Disputaciones contra la astrología, Giovanni Pico della Mirandola

[Disputationum in astrologiam líbri duodecim.]. Obra publicada en 1496. La Astrología parte del supuesto que el universo celeste y terreno forman un todo orgánico. Y como los astros y el cielo son más sensibles y más fieles, en ellos es donde mejor se pueden conocer los hechos huma­nos ya acaecidos y la previsión o la causa inmediata de nuevos hechos. La afirmación del valor científico de la Astrología, que por otra parte no fue ajena al desenvolvi­miento de los estudios astronómicos, se apoya en la tradición estoica, pasada al neo­platonismo, del determinismo universal, que se difundió mucho en el Renacimiento.

Contra ella expone Pico, una serie de ar­gumentos de valor diverso.

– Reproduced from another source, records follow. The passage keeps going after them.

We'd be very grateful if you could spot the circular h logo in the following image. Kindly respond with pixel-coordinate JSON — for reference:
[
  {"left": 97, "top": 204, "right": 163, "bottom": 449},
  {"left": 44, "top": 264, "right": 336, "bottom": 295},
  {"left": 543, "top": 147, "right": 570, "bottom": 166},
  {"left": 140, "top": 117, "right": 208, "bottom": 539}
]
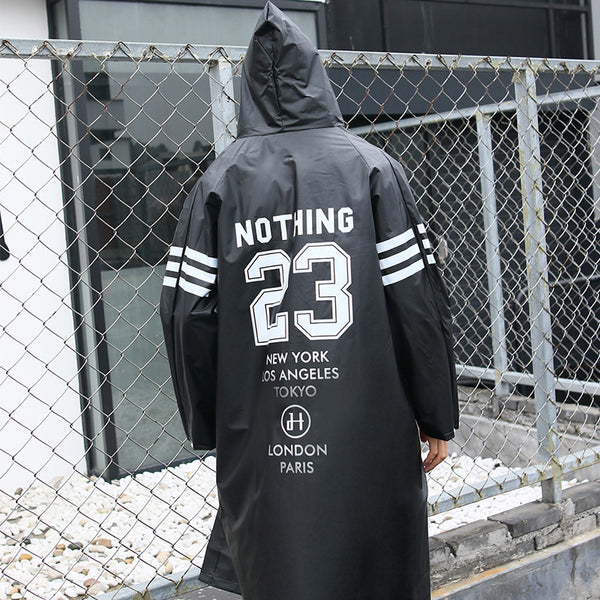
[{"left": 281, "top": 404, "right": 310, "bottom": 439}]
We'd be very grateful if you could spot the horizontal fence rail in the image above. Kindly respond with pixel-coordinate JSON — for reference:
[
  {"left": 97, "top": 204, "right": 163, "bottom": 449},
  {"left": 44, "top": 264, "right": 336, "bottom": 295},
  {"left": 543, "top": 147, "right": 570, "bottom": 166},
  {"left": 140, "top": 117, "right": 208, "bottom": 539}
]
[{"left": 0, "top": 39, "right": 600, "bottom": 600}]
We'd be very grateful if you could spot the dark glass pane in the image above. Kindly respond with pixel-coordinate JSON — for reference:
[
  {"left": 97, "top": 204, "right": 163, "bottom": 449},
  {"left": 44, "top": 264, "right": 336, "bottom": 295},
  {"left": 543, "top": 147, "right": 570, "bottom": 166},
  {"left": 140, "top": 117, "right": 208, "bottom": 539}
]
[
  {"left": 386, "top": 0, "right": 550, "bottom": 56},
  {"left": 554, "top": 10, "right": 585, "bottom": 58},
  {"left": 85, "top": 63, "right": 213, "bottom": 471}
]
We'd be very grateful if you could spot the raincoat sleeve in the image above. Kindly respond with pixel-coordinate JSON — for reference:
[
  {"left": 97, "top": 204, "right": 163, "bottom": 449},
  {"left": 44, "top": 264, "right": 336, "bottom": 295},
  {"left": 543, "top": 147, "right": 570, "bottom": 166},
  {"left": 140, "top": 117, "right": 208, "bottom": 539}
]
[
  {"left": 160, "top": 179, "right": 220, "bottom": 450},
  {"left": 371, "top": 158, "right": 459, "bottom": 440}
]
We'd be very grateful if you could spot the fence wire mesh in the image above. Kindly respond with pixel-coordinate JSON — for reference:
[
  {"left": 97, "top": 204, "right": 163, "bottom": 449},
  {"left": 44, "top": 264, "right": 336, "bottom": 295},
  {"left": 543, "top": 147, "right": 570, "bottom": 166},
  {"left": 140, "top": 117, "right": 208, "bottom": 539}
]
[{"left": 0, "top": 40, "right": 600, "bottom": 600}]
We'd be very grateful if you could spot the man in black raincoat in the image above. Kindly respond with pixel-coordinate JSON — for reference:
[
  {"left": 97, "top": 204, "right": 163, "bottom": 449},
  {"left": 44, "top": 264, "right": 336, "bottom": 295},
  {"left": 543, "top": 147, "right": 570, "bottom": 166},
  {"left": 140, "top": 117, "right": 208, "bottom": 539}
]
[{"left": 160, "top": 3, "right": 458, "bottom": 600}]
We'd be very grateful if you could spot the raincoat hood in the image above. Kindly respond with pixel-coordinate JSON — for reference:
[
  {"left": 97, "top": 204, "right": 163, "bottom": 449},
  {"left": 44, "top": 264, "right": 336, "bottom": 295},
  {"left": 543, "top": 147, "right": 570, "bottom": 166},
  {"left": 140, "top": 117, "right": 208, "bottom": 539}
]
[{"left": 238, "top": 2, "right": 344, "bottom": 138}]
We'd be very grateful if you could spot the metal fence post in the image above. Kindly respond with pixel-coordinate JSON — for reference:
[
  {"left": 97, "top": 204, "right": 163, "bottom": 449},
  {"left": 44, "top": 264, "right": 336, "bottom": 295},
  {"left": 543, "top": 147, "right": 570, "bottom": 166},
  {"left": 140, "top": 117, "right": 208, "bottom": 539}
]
[
  {"left": 208, "top": 57, "right": 237, "bottom": 156},
  {"left": 514, "top": 67, "right": 562, "bottom": 502},
  {"left": 475, "top": 111, "right": 509, "bottom": 404}
]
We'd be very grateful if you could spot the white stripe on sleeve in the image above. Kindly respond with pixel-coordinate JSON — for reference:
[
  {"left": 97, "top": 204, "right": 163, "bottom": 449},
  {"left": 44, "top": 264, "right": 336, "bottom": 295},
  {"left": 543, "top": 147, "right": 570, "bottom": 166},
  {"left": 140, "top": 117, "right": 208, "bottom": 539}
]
[
  {"left": 179, "top": 277, "right": 210, "bottom": 298},
  {"left": 375, "top": 229, "right": 415, "bottom": 254},
  {"left": 382, "top": 258, "right": 425, "bottom": 285},
  {"left": 379, "top": 244, "right": 419, "bottom": 270},
  {"left": 185, "top": 248, "right": 217, "bottom": 268},
  {"left": 181, "top": 261, "right": 217, "bottom": 284}
]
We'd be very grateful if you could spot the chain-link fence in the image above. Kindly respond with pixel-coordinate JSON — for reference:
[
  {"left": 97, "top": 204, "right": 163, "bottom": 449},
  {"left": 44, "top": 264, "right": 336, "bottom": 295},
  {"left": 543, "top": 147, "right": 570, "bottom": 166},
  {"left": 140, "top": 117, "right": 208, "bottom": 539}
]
[{"left": 0, "top": 40, "right": 600, "bottom": 599}]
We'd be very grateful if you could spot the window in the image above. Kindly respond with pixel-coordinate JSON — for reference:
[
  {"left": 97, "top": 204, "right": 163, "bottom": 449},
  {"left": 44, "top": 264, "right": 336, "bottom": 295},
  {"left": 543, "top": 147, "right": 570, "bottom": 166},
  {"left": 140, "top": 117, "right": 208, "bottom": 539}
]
[{"left": 50, "top": 0, "right": 324, "bottom": 479}]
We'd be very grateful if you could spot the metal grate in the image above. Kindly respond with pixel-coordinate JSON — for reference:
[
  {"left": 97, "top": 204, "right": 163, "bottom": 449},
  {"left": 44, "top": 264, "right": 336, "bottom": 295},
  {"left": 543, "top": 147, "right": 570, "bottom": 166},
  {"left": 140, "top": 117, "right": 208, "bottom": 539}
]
[{"left": 0, "top": 40, "right": 600, "bottom": 600}]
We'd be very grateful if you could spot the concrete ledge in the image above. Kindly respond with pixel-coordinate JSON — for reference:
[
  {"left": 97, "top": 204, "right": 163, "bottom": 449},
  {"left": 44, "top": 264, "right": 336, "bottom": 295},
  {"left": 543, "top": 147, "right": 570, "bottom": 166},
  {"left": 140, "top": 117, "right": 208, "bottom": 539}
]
[
  {"left": 430, "top": 481, "right": 600, "bottom": 598},
  {"left": 563, "top": 481, "right": 600, "bottom": 514},
  {"left": 104, "top": 481, "right": 600, "bottom": 600},
  {"left": 489, "top": 502, "right": 561, "bottom": 538},
  {"left": 432, "top": 529, "right": 600, "bottom": 600}
]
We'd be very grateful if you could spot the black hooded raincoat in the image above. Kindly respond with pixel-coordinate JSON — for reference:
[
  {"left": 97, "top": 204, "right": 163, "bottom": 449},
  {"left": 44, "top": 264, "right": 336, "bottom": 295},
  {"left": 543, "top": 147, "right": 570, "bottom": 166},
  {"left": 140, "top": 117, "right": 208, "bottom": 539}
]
[{"left": 160, "top": 3, "right": 458, "bottom": 600}]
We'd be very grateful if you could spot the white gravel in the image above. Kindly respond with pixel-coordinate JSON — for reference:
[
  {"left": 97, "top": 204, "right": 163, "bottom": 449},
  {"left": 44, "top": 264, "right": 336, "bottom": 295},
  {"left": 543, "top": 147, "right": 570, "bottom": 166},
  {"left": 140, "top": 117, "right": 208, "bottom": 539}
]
[{"left": 0, "top": 455, "right": 575, "bottom": 600}]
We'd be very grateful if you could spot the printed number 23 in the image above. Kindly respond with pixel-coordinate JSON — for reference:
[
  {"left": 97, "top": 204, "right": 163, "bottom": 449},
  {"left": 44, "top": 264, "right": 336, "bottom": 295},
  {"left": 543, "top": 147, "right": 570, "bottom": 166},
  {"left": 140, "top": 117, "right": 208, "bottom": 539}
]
[{"left": 244, "top": 242, "right": 353, "bottom": 346}]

Uno de los principales es el de asegurar que los filó­sofos han condenado siempre la Astrología, que tampoco encuentra apoyo en la opinión corriente porque carece de coherencia lógi­ca y porque a menudo degenera en absur­dos y en discusiones inútiles. Además la Iglesia y la Religión no pueden tampoco estar de acuerdo con los prejuicios de la Astrología, razón por la cual la autoridad religiosa, además de la civil, la han conde­nado siempre. El argumento más fuerte es uno predilecto del autor; el de la dignidad del hombre, libre árbitro de su propio des­tino. Repugna pensar que el hombre, ser espiritual, esté fatalmente determinado por los astros que son seres materiales. Añade que, aunque acaeciera inevitablemente lo que se prevé interrogando a los astros, sería mejor no preverlo, por lo que la Astrología es una ciencia inútil.

Si Rogerio Bacon afir­ma que la Religión es compatible con la Astrología, es porque «coeli enarrant gloriam Dei et opera manus ejus annuntiant firmamentum». Pico se apoya en San Pablo que opone la Religión a la Astrología como la luz a las tinieblas. Y en fin, si el influjo de los astros es real y eficaz, ¿por qué ra­zón dos gemelos nacidos a la misma hora, o por lo menos concebidos en el mismo instante, tienen diferente destino? Eso sig­nifica que, sin duda, el influjo de los cielos es muy vago e indistinto y por tanto que no son éstos la causa de los acontecimien­tos humanos, que dependen de otros mu­chos motivos particulares.